A Delaware delegate to the Continental Congress, Rodney played a crucial role in the fight for independence from Great Britain. On July 1, 1776, he received word that his state’s delegation was deadlocked on whether or not to break free — and that his vote could tip the balance.
“Although he suffered from asthma and facial cancer, Rodney immediately set forth on a 80-mile overnight journey by horseback from Dover, Delaware, to Philadelphia, Pennsylvania,” Trump wrote on Truth Social Thursday evening. “Enduring a raging thunderstorm, he arrived 250 years ago this very day, July 2, 1776, to cast his decisive vote, and secure America’s glorious destiny of Freedom and Independence.”
The president added: “An equestrian statue honoring Rodney’s key contribution now anchors Spirit of 76’ at Freedom Plaza, a new Exhibition in Washington, D.C., honoring the heroes and martyrs of the American Revolution. Go and see!”

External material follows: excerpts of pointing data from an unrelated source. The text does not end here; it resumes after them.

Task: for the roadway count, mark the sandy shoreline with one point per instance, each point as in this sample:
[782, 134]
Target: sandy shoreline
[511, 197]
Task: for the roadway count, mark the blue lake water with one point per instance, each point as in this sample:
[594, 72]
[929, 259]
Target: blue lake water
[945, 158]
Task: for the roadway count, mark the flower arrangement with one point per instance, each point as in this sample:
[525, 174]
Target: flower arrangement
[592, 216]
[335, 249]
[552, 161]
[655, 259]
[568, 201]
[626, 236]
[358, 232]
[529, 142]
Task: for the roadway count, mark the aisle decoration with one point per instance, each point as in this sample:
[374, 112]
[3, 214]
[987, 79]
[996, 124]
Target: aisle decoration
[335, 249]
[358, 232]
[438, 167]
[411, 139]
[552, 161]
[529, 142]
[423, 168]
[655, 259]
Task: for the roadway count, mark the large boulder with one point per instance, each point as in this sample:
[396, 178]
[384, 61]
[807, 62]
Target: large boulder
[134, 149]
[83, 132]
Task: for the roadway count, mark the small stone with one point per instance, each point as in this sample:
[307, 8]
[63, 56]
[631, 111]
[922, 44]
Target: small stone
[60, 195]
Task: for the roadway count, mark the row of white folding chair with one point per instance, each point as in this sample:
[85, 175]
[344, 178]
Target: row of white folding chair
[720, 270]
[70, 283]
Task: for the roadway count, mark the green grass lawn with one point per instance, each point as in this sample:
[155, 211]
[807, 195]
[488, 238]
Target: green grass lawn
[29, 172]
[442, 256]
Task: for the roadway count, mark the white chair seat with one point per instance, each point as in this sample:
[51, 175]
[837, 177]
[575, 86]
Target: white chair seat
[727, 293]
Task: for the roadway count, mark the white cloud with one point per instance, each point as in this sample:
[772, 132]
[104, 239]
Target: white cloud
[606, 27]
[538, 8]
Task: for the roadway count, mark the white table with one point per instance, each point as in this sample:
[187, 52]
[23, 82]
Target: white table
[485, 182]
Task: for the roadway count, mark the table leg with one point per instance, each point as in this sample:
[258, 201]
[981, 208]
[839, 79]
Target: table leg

The statue itself dates back more than a century. First erected in downtown Wilmington in 1923, it stood for decades as a tribute to Rodney’s midnight ride. In February 2008, then-Democratic candidate for president Barack Obama hosted a rally in front of the Founding Father’s likeness.
But in 2020, in the aftermath of George Floyd’s killing and as calls for racial justice intensified, city officials ordered it to be taken down.
Mike Purzycki, then mayor of Wilmington, announced in June 2020 that the statue was “removed and stored so there can be an overdue discussion about the public display of historical figures and events.”
The controversy stems from Rodney’s history as a slave owner — he once owned as many as 200 people after inheriting his father’s plantation, according to The New York Times. There is evidence that he harbored objections to slavery, having once introduced legislation to prohibit the importation of slaves into Delaware.

Multiple prominent Founding Fathers and past presidents — including George Washington and Thomas Jefferson — owned slaves.
Soon after the statue of Rodney was removed, Trump issued a proclamation calling it part of a “radical purge” and the result of “extreme anti-American historical revisionism.”
“If Caesar Rodney cannot be defended, then there is no principle by which the other signers of the Declaration can be shielded from similar eradication,” the president wrote.
After returning to office last year, Trump moved to reshape the presentation of American history, calling for a return to what he described as “truth and sanity.”
He has signed several executive orders to advance that effort, including one directing the Interior Department to remove “corrosive” content from government-run institutions. Among the items that have been slated for removal are quotes about slavery and immigration at Bunker Hill Monument in Massachusetts. Signs addressing Native American history and climate change at national parks have also been targeted.

Supporters who oppose “woke” policies have applauded the move, while critics argue it amounts to whitewashing.
In April, the Trump administration restored the statue of Rodney to public display, granting it a prominent spot in Freedom Plaza, just a block from the White House.
The National Park Service reportedly spending at least $527,226 on the project, which was carried out under an expedited no-bid contract.
The century-old equestrian statue now sits within a broader installation that includes a tableau of 12 Revolutionary War soldiers and a 23-foot sculpture known as the “Spirit of Liberty.”